At lunch we eat a lot of gorgeous vegetables from Michael’s garden. I take a walk, take a shower, take a nap. We meet again in the afternoon to meditate more and talk about hierarchy in Shambhala. Over the retreat our teacher Orhun gives us many talks – about sex, relationships, money, love, dharma centres, the environment, sensitivity, emotions. He so seamlessly relates these topics to normal life, and recognises how it is to be young-hearted, scared, passionate, and lonely. Though he is an esteemed Acharya (or perhaps because he is one), I feel no segregation between us and him. We talk about our crushes and misconducts in the back of the van on the way to bars like school kids; we canoe together, swim in the river, make campfires, play guitar, and dance to techno by the lake. He is frequently the one getting us into trouble. He is frequently hilarious.
One evening all thirty of us take a silent walk around the French country lanes, through a pine forest, past goats and donkeys and horned cattle; down leafy tracks where I pick up a blue feather; past a fountain and an old, locked church. The bronzed locals pretend not to watch us, their eyes darting away when I glance up.
When we speak again it’s about how sensitive we are as humans. How we can open in situations like these and allow ourselves to feel so much love and, if we’re not careful, hurt. This theme of openness returns again and again until, by the end of the ten days we are so compassionate to one another’s fragility it’s like we wear each other as ourselves.
After a week, I realise there hasn’t been a moment of alone time. So I sneak away and lie still for twenty minutes on my bed. The rains come, weighty droplets hitting the canvas thicker and faster as the sky bursts open. I hold my heart. It’s been a week of testing boundaries, feeling scared, curling up with closed eyes, laughing, feeling funny, holding hands with strangers. Forging deep, sweet friendships, daring to look each other in the eye. Talking to Doug my meditation instructor about tears and posture and sadness. Daring to see past walls. I’m tired. I feel full to the brim with empathy.
In my Compassionate Abiding practice I hug my teenage self and tell her everything will be ok. I inwardly hug the crying lady from Enlightened Society Assembly who I was too shy to comfort earlier, and the boy I don’t know with the glasses, and the stranger I fancy, and my father, mother, taxi driver, brothers, ex lovers, friends, fellow meditators, shop owners, and the whole of outer space until tears fall down my cheeks onto my cushion.

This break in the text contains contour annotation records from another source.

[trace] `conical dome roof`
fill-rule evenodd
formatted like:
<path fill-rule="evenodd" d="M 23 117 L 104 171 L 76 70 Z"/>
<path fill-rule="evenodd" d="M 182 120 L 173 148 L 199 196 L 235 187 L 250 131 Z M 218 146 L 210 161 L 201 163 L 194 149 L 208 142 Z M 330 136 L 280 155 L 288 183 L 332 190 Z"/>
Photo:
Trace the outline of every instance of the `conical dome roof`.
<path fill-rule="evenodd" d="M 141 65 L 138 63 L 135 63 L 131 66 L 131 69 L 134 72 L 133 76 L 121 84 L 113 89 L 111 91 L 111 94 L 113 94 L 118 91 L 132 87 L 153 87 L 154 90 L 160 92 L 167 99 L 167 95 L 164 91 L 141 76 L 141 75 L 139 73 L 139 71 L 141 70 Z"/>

The way we interact here, with our needs all out in the open, is so honest and simple. So childlike, soft, adventurous. When I need someone to walk with, someone to share tea with, someone to laugh or cry with I’m not afraid to ask. We are able to extend ourselves and believe in enlightened society and our intrinsic basic goodness. To be reminded we don’t need to buy things, consume, possess one another, destroy the earth with our actions – we can let go of our poverty mentality and really interact with the sacredness of humans and the natural world. Learn to let go in love. Be open, be touched, appreciate our jealousy, anger, passion, neuroses. Feel joy and sadness at the same time as the same emotion. Appreciate ourselves as whole.
I feel exceptionally, unbelievably, ridiculously lucky to be here.